NCPA - National Center for Policy Analysis


November 17, 2006

Low-tax and low-spending states enjoyed sizable decreases in poverty rates during the 1990s, while high-tax and high-spending states actually suffered increases in their levels of poverty, says Matthew Ladner of the Goldwater Institute.

According to his analysis of poverty rates from 1990-2000, Ladner found:

  • The 10 states with the highest state spending per capita (Alaska, California, Delaware, Hawaii, Massachusetts, New Mexico, New York, Rhode Island, Vermont and Wyoming) saw an average increase of 7.3 percent of overall poverty rates and a 4.5 percent increase in childhood poverty.
  • The 10 states with the lowest spending (Arizona, Colorado, Florida, Georgia, Missouri, Nebraska, Nevada, South Dakota, Tennessee and Texas) saw overall poverty decline by 11.2 percent and childhood poverty fall 12.2 percent.
  • The two most populous states, California and Texas, could not have differed more; California's overall poverty rate increased 13.6 percent and childhood poverty rose 10 percent, while Texas' overall poverty rate declined 14.9 percent and its childhood poverty rate decreased by 17.3 percent. 
  • Overall, according to the 2004 definition of red and blue states, red states saw an average decline of 11.7 percent in poverty rates, while blue states saw an average increase of 2.7 percent.

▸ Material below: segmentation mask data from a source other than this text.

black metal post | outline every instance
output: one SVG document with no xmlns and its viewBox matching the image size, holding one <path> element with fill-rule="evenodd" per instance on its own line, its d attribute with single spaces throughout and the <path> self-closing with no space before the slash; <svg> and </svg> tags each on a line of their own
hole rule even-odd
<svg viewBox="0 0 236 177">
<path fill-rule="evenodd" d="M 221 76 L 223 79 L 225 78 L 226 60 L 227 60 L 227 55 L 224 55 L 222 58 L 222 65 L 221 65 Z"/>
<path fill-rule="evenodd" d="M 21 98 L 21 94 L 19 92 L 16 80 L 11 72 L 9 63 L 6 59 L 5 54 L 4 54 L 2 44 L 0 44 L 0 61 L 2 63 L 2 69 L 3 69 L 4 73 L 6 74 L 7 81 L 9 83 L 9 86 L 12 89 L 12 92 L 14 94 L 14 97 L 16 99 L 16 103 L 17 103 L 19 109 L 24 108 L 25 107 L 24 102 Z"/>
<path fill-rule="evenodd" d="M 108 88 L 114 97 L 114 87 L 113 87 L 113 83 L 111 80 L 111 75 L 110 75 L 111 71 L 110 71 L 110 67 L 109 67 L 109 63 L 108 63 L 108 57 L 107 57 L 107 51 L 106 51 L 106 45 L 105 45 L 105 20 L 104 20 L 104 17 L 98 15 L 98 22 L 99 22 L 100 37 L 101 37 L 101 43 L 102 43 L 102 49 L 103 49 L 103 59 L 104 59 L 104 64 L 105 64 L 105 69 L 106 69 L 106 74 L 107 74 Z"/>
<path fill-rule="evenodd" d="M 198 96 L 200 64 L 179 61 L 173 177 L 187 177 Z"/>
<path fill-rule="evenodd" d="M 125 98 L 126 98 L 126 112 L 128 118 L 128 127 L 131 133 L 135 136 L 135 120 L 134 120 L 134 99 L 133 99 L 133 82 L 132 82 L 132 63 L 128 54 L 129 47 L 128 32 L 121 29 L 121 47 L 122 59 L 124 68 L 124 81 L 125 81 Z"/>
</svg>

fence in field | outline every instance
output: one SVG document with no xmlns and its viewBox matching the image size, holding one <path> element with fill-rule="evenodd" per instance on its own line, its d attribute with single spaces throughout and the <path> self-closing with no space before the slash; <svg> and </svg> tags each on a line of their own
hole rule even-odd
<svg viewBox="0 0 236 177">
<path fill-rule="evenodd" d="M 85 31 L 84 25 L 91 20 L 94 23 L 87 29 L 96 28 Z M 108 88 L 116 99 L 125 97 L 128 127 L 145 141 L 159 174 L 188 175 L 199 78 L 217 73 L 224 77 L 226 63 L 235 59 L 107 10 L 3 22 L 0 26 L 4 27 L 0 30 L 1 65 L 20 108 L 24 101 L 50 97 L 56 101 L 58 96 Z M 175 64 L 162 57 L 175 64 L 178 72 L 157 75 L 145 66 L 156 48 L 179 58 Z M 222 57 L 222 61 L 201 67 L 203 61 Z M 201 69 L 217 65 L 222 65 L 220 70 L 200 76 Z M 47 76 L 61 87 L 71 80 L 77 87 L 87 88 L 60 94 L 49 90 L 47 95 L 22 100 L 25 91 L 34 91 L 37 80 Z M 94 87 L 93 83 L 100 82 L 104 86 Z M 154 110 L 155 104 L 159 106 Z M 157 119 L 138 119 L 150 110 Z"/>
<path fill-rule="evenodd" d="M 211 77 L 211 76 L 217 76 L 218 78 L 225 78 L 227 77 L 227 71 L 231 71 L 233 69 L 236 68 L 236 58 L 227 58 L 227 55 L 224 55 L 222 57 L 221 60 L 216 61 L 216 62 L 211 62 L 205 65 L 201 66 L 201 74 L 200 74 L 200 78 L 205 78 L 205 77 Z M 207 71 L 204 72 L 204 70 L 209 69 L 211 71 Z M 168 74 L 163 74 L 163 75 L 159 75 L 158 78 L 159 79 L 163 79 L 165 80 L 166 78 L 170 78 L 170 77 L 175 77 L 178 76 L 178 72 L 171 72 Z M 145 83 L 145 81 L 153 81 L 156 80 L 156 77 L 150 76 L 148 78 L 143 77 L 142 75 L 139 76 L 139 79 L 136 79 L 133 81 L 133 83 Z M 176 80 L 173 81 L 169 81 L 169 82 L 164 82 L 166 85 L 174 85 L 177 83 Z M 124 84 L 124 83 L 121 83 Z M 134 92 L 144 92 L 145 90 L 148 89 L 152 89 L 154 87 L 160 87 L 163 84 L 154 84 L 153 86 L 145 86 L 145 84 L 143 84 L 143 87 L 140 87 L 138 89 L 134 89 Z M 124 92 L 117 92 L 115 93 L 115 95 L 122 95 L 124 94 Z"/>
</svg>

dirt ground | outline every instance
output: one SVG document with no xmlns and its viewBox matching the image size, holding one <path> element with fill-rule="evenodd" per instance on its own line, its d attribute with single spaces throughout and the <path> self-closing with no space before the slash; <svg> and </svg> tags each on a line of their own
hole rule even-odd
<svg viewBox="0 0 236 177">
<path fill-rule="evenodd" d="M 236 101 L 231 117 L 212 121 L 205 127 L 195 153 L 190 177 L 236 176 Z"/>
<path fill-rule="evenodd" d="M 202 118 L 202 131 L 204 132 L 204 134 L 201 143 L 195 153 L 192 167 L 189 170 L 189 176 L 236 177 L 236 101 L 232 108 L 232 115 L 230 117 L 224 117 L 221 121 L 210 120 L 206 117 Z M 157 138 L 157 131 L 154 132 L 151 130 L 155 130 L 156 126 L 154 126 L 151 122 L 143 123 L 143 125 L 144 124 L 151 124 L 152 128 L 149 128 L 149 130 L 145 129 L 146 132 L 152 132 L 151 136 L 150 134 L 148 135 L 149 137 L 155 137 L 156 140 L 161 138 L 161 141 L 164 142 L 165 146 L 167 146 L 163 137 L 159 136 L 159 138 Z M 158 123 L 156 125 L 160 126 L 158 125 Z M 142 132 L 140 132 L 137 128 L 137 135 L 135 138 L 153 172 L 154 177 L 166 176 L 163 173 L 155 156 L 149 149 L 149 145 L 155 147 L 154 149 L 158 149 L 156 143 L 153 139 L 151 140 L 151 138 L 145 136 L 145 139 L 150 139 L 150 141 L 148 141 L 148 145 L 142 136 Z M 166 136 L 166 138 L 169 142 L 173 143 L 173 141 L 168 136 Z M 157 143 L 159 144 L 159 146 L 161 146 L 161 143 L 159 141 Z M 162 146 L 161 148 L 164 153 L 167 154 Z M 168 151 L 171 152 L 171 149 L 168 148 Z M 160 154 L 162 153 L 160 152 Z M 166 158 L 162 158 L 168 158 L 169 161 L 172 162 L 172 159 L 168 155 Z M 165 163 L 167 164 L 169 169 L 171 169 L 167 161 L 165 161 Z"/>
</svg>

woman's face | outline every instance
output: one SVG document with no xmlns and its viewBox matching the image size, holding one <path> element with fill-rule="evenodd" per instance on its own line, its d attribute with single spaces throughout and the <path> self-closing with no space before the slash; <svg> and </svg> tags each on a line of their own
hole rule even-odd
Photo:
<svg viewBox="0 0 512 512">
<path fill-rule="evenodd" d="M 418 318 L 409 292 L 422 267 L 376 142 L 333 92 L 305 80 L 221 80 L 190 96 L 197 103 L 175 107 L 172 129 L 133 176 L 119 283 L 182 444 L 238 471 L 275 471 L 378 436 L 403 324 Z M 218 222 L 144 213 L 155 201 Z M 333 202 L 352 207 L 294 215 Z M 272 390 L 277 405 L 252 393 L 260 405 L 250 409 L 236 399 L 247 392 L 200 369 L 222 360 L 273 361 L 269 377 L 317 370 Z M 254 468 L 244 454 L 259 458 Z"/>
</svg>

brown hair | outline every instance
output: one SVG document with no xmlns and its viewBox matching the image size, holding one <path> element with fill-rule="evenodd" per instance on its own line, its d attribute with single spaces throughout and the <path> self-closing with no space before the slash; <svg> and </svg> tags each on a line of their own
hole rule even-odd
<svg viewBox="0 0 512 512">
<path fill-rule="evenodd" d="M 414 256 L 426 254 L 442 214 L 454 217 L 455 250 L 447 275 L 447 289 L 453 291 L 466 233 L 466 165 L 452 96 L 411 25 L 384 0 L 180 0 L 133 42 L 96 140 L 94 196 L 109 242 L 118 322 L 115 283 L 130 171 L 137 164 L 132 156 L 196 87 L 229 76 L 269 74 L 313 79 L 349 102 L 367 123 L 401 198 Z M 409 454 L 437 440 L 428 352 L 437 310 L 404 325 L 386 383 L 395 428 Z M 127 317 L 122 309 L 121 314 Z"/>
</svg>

The dramatic declines in poverty in the "small government" states strongly confirms the hypothesis that reduced taxes and state spending encourages the emigration of people and businesses to areas where private-sector job growth is able to flourish and become a powerful and effective antipoverty program, says Ladner.  And while taxes and business climate alone are not the only factors in reducing poverty rates, they certainly go a long way in helping fight the war on poverty.